The claim was filed in response to a lawsuit by Sun Editor and Publisher Brian Greenspun, who says R-J owner Stephens Media's efforts to dissolve a joint operating agreement between the two papers would effectively kill the newspaper his father, Hank Greenspun, started in 1950 and make Las Vegas a one-newspaper city.
A federal judge has temporary halted the attempt to dissolve the JOA. Stephens Media's response comes in advance of a hearing Friday to argue whether the Arkansas-based company can move forward with its plans.
Stephens’ response, filed Friday, points to a written declaration by Stephens Media President and CEO Michael Ferguson, claiming the Greenspun family could continue working in the local news market if the JOA were terminated. However, the family would have to do it without the financial support of Stephens Media, which now supplies the Sun with an annual $1.3 million profits payment under the agreement.
Stephens attorneys Donald J. Campbell and Colby Williams argue that Brian Greenspun’s lawsuit has no legal merit, saying the “case represents a poorly camouflaged attempt to transform a long-simmering family feud between the owners of the Las Vegas Sun newspaper.”
Greenspun’s lawsuit stems from a joint operating agreement approved by the Justice Department in 1989. The business agreement, which was renegotiated in 2005, guaranteed Las Vegas would have two independent newspapers with differing editorial voices. Greenspun Media Group, which publishes the Sun, receives a share of the R-J’s advertising revenue under the JOA.

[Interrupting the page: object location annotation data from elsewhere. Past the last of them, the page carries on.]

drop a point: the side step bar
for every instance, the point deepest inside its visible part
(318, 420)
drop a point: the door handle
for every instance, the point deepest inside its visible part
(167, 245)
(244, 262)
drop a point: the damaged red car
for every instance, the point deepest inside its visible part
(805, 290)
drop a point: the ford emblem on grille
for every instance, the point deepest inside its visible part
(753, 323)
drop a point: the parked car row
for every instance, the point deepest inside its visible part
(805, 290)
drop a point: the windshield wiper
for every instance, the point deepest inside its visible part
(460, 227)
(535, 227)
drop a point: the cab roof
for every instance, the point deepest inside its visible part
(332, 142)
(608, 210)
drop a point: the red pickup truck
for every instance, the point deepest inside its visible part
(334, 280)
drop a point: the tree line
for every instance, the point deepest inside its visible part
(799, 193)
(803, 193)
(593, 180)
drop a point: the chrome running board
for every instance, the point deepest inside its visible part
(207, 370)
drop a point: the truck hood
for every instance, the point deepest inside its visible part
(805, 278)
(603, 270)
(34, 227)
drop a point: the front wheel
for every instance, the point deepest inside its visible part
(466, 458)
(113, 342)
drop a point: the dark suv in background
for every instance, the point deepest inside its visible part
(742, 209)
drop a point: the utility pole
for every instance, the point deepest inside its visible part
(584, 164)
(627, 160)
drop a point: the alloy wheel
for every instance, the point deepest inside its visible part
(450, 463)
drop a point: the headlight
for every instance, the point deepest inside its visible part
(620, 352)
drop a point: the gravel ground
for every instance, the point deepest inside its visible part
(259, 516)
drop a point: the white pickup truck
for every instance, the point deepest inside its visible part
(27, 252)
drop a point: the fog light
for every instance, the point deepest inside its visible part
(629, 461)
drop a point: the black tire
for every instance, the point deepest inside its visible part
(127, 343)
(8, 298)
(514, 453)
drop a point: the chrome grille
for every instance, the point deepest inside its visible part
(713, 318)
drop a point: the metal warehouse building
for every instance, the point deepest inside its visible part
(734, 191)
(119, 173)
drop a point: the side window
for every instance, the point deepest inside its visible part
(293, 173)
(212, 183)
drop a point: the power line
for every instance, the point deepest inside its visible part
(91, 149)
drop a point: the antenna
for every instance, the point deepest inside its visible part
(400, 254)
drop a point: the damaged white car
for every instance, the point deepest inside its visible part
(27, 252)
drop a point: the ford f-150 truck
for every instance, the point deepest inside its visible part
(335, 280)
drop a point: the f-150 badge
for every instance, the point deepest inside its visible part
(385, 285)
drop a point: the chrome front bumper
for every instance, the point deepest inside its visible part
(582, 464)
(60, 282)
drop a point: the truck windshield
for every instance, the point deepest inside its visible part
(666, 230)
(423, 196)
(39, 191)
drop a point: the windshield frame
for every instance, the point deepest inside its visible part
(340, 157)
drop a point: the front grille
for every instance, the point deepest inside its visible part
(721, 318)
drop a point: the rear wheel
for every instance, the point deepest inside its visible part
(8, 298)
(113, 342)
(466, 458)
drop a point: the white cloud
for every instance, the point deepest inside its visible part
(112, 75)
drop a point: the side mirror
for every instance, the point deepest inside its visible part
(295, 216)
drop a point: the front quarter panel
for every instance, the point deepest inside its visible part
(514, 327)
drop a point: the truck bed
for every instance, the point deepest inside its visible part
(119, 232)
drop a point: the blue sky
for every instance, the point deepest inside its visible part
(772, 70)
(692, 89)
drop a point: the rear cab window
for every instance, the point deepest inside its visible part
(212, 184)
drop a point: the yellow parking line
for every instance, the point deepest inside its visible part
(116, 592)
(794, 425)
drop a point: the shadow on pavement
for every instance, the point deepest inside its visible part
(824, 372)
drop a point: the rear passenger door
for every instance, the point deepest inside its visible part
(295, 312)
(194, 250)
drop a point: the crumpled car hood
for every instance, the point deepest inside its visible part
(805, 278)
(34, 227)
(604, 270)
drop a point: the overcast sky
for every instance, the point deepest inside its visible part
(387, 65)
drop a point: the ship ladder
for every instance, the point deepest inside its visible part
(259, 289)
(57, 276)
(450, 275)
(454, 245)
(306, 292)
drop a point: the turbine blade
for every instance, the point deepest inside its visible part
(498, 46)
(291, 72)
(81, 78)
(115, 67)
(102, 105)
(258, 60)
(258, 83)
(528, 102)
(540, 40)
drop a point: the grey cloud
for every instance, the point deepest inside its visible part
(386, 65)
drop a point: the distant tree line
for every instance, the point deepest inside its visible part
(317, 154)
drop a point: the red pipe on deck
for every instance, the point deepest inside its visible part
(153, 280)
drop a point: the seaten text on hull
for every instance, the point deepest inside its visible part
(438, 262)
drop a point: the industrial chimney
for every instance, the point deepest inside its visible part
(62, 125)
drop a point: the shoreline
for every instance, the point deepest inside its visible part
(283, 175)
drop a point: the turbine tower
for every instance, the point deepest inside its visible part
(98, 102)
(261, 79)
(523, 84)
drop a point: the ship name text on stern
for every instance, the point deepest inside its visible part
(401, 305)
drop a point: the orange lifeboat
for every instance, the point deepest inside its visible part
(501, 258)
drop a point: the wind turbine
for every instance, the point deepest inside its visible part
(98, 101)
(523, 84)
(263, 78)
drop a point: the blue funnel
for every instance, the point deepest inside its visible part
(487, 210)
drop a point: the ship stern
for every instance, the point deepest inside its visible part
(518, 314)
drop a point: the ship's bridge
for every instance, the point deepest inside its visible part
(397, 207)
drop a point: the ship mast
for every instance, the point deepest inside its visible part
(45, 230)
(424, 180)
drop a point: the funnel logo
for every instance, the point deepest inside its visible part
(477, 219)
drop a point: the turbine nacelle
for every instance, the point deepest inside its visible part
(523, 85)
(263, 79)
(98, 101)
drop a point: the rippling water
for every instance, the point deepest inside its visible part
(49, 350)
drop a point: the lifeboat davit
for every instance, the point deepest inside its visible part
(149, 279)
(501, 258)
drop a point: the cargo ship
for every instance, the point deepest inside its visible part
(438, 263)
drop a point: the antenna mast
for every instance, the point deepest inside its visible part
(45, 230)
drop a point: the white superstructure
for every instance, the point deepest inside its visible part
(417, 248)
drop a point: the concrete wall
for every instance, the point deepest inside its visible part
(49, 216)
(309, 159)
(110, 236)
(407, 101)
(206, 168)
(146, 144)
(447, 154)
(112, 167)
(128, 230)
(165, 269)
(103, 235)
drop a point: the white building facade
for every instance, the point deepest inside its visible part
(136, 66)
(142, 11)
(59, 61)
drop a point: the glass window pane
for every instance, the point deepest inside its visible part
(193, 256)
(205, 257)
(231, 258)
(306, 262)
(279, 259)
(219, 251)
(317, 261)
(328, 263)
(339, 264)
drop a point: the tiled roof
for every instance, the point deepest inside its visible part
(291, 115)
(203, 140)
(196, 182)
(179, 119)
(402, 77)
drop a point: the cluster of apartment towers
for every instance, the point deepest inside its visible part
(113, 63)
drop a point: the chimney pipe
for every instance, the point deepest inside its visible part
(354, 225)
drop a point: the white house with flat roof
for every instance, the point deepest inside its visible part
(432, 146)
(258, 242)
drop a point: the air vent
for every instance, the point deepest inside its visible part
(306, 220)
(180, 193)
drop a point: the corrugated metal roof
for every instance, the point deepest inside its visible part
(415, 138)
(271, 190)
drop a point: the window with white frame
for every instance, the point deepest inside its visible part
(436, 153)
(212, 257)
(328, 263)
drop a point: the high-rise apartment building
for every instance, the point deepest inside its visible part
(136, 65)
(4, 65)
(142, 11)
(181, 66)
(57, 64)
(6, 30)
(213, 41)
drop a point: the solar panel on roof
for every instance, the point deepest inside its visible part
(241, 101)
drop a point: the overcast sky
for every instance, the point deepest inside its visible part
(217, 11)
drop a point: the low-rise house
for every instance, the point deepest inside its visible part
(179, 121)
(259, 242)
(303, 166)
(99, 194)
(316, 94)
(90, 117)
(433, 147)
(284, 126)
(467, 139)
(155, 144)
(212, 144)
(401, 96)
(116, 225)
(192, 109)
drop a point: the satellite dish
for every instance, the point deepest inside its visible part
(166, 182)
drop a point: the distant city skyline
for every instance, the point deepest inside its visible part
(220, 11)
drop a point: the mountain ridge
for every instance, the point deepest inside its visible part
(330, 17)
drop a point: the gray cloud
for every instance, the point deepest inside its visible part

But in an agreement made Aug. 7 with Stephens Media, Brian Greenspun’s three siblings voted to terminate the JOA in exchange for ownership of the URL lasvegas.com, which the Greenspun company currently leases from Stephens Media for $2.5 million a year. The negotiations between Stephens Media and Brian Greenspun’s three siblings began in June without Brian Greenspun’s knowledge, according to his lawsuit.
The severance of that agreement would unburden Stephens Media from printing and delivering the Sun, which would effectively push the Sun out of business and create a media monopoly in favor of Stephens Media, according to court papers filed in support of Brian Greenspun’s lawsuit.
In his Aug. 21 lawsuit, Greenspun says the termination of the joint operating agreement, which was to expire in 2040 and renew every 10 years, would be a violation of antitrust laws.
“There can be no antitrust violation for an additional reason: the printed Las Vegas Sun is a failing newspaper, and its termination in the 2005 JOA cannot, therefore, harm competition,” the Stephens filing says. “A failing JOA newspaper is one which would be failing ‘if operated outside the JOA.’”
Brian Greenspun’s attorney, Joseph Alioto, says the response is ill-informed. The point of a joint operating agreement and the Newspaper Preservation Act is to maintain two independent papers with the understanding that one of them is struggling financially, he said.
Alioto said the response from Stephens Media is just the next chapter of its attempt to squeeze the little guy out of the picture.
“They’re afraid of a competitor growing. It’s like Richard III: Get rid of all the kids!” Alioto said. “It’s an ancient story. The kids will grow up. … The Sun is growing up financially. Its editorial voice is already grown up.”
In their filing, the Stephens attorneys later argue Brian Greenspun’s lawsuit “is predicated on multiple, material mischaracterizations.”
They target Brian Greenspun’s claim that he qualifies for relief from the courts under the Newspaper Preservation Act, the Sherman Act and the Clayton Act on the foundation that he “is a subscriber to the LVRJ/Las Vegas Sun and plans to continues to purchase a newspaper subscription” in the future.
Williams and Campbell claim that’s not true, pointing to business records that show Brian Greenspun receives a “complimentary” subscription.
“Brian Greenspun is not a paid subscriber to the Review-Journal/Las Vegas Sun as copies of the newspapers are delivered to him for free,” the filing says.
The Stephens’ court filing clarifies that, while the company has not drafted a final contract, the dissolution of the joint operating agreement would effectively end the annual profits payment, pay each of the Greenspun siblings $70,000 in severance pay and give complete ownership of the URL lasvegas.com to the Greenspuns.
A hearing has been set for Friday, at which point attorneys for Brian Greenspun and Stephens Media will present their arguments in front of U.S. District Judges James C. Mahan.